Dans ces cellules djihadistes de Toulouse, des Buttes Chaumont, du gang de Roubaix, notamment, les cas sociaux existent à foison. Je les nomme ainsi car ils ne s'inscrivent pas dans une culture de référence, celle-là même qui est transmise par la famille. On dira d'eux qu'ils sont incultes (au sens de celui qui n'est pas inscrit dans une culture). Ils adoptent une posture haineuse envers les "autres" individus qui composent la société. En fait, les "autres" (les mécréants, les apostats et autres Kouffar,...) sont ceux qui se sont inscrits, tant bien que mal, dans une structure familiale fiable qui donne des repères. Se souvient-on des premiers moudjahiddines du gang de Roubaix en 1996 ? Ceux-là même qui rentraient de Bosnie où ils avaient combattus ? Ce furent les premiers en France à utiliser des armes de guerre pour braquer des supermarchés. Leur Gourou était Christophe Caze, un converti charismatique, étudiant en médecine et fin prosélyte islamiste qui avait impressionné par son érudition le jeune Mouloud Bouguelane. Kabyle, mais sans véritables connaissances de sa culture d'origine, Bouguelane avait aveuglément suivi Caze jusqu'en Bosnie. Auparavant, lui aussi avait été placé quelques années à la DDASS avant d'être adopté par un couple d'instituteurs. Sa mère l'avait renié lors de son procès en 2001. Avant cela, son géniteur avait été expulsé vers la Kabilie après avoir poignardé la soeur de Mouloud. Encore une fracture familiale à l'origine de la dichotomie entre l'absence d'un père, d'une part et le besoin inconscient de combler ce manque par un substitut haineux, d'autre part.

Je me suis rendu compte que je pouvais poursuivre, encore et encore, les exemples qui viennent confirmer que dans notre pays, il y a un véritable problème, tant dans le système de protection de l'enfance, que dans la gestion des élèves en échec scolaire. Ceux qui restent sur le bord de la route et qui finissent par en concevoir une certaine rancoeur. A partir de ce constat, il est nécessaire que les différents acteurs intervenants dans le champs de la protection de l'enfance fassent un aggiornamento et organisent les réformes qui s'imposent.

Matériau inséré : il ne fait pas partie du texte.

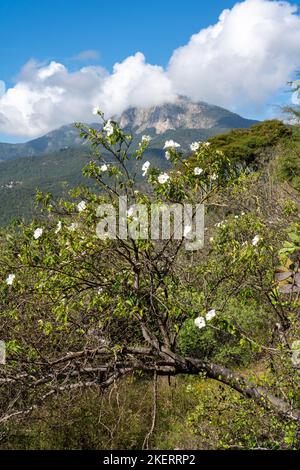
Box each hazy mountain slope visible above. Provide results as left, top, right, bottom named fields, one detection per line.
left=0, top=97, right=255, bottom=225
left=116, top=97, right=257, bottom=134
left=0, top=97, right=257, bottom=161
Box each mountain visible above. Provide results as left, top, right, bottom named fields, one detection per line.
left=116, top=96, right=257, bottom=134
left=0, top=97, right=257, bottom=162
left=0, top=97, right=256, bottom=225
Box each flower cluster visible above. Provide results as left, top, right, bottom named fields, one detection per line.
left=195, top=309, right=216, bottom=330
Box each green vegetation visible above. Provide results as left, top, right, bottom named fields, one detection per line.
left=0, top=111, right=300, bottom=450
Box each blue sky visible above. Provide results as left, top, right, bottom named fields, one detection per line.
left=0, top=0, right=300, bottom=142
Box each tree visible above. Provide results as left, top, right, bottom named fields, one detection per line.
left=0, top=113, right=300, bottom=442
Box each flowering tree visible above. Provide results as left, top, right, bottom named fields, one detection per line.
left=0, top=111, right=300, bottom=434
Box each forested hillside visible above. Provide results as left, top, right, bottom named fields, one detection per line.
left=0, top=115, right=300, bottom=449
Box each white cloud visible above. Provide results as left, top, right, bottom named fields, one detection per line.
left=0, top=0, right=300, bottom=137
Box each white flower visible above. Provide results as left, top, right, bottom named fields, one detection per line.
left=195, top=317, right=206, bottom=330
left=142, top=162, right=150, bottom=176
left=103, top=119, right=114, bottom=137
left=33, top=228, right=43, bottom=240
left=92, top=106, right=100, bottom=116
left=183, top=225, right=192, bottom=237
left=5, top=274, right=16, bottom=286
left=77, top=201, right=86, bottom=212
left=142, top=135, right=151, bottom=144
left=158, top=173, right=170, bottom=184
left=205, top=309, right=216, bottom=321
left=100, top=163, right=108, bottom=173
left=215, top=220, right=225, bottom=228
left=252, top=235, right=260, bottom=246
left=190, top=142, right=201, bottom=152
left=164, top=140, right=180, bottom=150
left=68, top=222, right=78, bottom=232
left=55, top=220, right=62, bottom=233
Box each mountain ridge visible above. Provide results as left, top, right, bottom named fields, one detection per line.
left=0, top=96, right=258, bottom=162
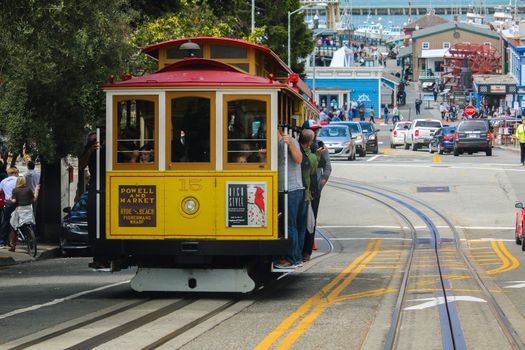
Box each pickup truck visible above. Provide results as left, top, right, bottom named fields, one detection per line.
left=405, top=119, right=443, bottom=151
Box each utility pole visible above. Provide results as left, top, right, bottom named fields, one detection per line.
left=252, top=0, right=255, bottom=34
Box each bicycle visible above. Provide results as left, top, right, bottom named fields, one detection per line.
left=16, top=223, right=37, bottom=258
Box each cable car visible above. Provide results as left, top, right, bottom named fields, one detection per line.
left=90, top=37, right=318, bottom=292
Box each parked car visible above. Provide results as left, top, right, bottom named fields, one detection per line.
left=405, top=119, right=443, bottom=151
left=59, top=192, right=89, bottom=256
left=514, top=202, right=525, bottom=251
left=428, top=126, right=456, bottom=154
left=330, top=121, right=366, bottom=157
left=317, top=125, right=356, bottom=160
left=454, top=120, right=492, bottom=156
left=359, top=122, right=379, bottom=154
left=390, top=121, right=412, bottom=148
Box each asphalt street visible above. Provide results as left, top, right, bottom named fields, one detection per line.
left=0, top=126, right=525, bottom=349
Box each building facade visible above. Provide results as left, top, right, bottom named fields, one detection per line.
left=412, top=22, right=502, bottom=80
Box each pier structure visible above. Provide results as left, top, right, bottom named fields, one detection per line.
left=301, top=0, right=525, bottom=30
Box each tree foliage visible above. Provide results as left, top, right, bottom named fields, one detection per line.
left=0, top=0, right=130, bottom=160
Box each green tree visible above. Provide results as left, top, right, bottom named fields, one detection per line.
left=0, top=0, right=130, bottom=161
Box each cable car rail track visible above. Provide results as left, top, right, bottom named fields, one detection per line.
left=6, top=229, right=335, bottom=350
left=329, top=177, right=525, bottom=350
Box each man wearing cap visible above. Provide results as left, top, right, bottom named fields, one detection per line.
left=303, top=119, right=332, bottom=261
left=78, top=119, right=107, bottom=268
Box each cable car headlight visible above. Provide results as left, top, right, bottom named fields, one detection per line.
left=182, top=197, right=199, bottom=215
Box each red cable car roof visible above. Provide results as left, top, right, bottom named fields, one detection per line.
left=103, top=58, right=287, bottom=88
left=142, top=36, right=293, bottom=73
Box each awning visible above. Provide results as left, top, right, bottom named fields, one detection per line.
left=381, top=75, right=400, bottom=91
left=421, top=49, right=448, bottom=58
left=397, top=45, right=412, bottom=58
left=314, top=28, right=337, bottom=36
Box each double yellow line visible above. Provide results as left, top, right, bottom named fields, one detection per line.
left=255, top=240, right=381, bottom=350
left=487, top=241, right=520, bottom=275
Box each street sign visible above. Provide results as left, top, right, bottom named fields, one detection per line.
left=465, top=105, right=476, bottom=117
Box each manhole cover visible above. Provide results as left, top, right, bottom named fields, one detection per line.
left=417, top=186, right=450, bottom=192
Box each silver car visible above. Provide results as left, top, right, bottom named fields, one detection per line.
left=330, top=121, right=367, bottom=157
left=317, top=125, right=356, bottom=160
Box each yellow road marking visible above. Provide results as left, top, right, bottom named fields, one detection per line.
left=277, top=242, right=381, bottom=349
left=486, top=241, right=520, bottom=274
left=255, top=240, right=381, bottom=350
left=332, top=288, right=397, bottom=303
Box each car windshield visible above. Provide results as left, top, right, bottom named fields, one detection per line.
left=414, top=120, right=441, bottom=128
left=458, top=121, right=487, bottom=131
left=359, top=122, right=373, bottom=132
left=332, top=122, right=361, bottom=134
left=319, top=127, right=348, bottom=137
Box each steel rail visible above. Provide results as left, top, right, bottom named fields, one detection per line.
left=328, top=183, right=417, bottom=350
left=330, top=179, right=466, bottom=349
left=336, top=180, right=525, bottom=350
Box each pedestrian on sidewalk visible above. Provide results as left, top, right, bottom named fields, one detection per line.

En effet, malgré la loi du 5 mars 2007, on peut se rendre compte que le mythe du placement en structure collective reste tenace, ceci malgré son coût élevé, la promiscuité des enfants en internats et les carences de la prise en charge éducative. Il faut bien le reconnaître, le placement en foyer n'est pas la panacée. Parfois, c'est déplacer un problème d'un endroit (la famille) à un autre (le foyer), voire l'amplifier dans certains cas. C'est tout de même la famille qui reste le meilleur vecteur d'éducation. A présent, on a encore rien fait de mieux, jusqu'à preuve du contraire. Pour ce motif, je pense qu'il serait moins onéreux d'axer l'intervention sociale à l'intérieur même des cellules familiales qui dysfonctionnent et de répartir les moyens humains et financiers vers le contrôle des obligations parentales et orienter les aides vers les parents qui souhaitent vraiment assumer coûte que coûte la charge de leurs responsabilités, quitte à oser sanctionner lorsqu'il y a défaut d'éducation. Arrêtons une bonne fois pour toutes de culpabiliser en se voilant la face [sic]. Je reconnais qu'il y a des parents qui n'ont aucune compétence de parents, qui sont toxiques et qui délèguent trop facilement l'éducation de leurs enfants aux institutions. Mais que doit-on faire avec eux qui démissionnent trop facilement de leurs missions de parents et qui façonnent littéralement ceux que j'appelle des "Cas sociaux" ? En écrivant ces quelques lignes, j'ai conscience que ce type d'intervention peut être une ingérence de l'Etat au sein du Lumpenprolétariat, mais la société ne doit-elle pas réagir à l'hyperviolence structurelle dans laquelle nous tentons de survivre en maintenant ce minimum de lien social ?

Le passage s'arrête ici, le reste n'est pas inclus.